The results of this study confirms that a previously described fistula classification system, using fixed reference points [5], is able to predict women who are at higher risk of ongoing urinary incontinence following successful surgical closure of the fistula. This study represents a prospective review of a large number of women with genito-urinary fistulae. In this study, the location of the fistula was not associated with a risk of unsuccessful anatomical closure. This may be due to the small numbers of failed repairs. It does, however, demonstrate that the risk of residual urinary incontinence is location dependent. There is a higher risk of ongoing urinary incontinence the closer the fistulae is to the external urinary meatus with a progression of decreasing continence from type 2 to 4 fistulae. A review of urethrovaginal fistulae [6] demonstrated that there is a high successful closure rate, but risk of urinary incontinence is more than 50%.

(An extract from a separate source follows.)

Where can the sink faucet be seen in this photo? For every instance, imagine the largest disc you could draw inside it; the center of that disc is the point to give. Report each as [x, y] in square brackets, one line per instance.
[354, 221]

The size of the fistulae is also related to risk of residual incontinence, with an increased risk of incontinence in women with fistulae larger than 1.5 cm in diameter. The woman is also more likely to complain of urinary incontinence if she has a type iii fistula, rather than the woman with no or minimal vaginal scarring. A recent review has also been shown that women with the ‘circumferential fistula’ (type iii fistula) is at a higher risk of ongoing urinary incontinence [7].

In many developing countries, obstetric fistula is endemic. Unfortunately, resources are limited as is financial assistance. Specialised units with experienced clinicians are not common, and women usually have to travel significant distances to reach specialised units. In Ethiopia, for example, all the gynaecology trainees obtain some fistula management training and are able to surgically manage the ‘simple’ fistulae. Therefore, a system that is able to predict those women who are higher risk of ongoing urinary incontinence would be a useful tool to triage women and refer the ones at high risk to specialised units.

Conclusion

A previously described fistula classification is used to predict the women at risk of unsuccessful closure of the fistula and ongoing urinary incontinence following fistula repair. The risk of unsuccessful closure is significantly related to ‘other parameters’ such as marked vaginal scarring, circumferential fistulae and previous repairs. This study demonstrates that the risk of residual urinary incontinence is associated with the site and ‘other parameters’ such as a circumferential fistula. There was a tendency of increasing risk of residual urinary incontinence with the larger fistulae.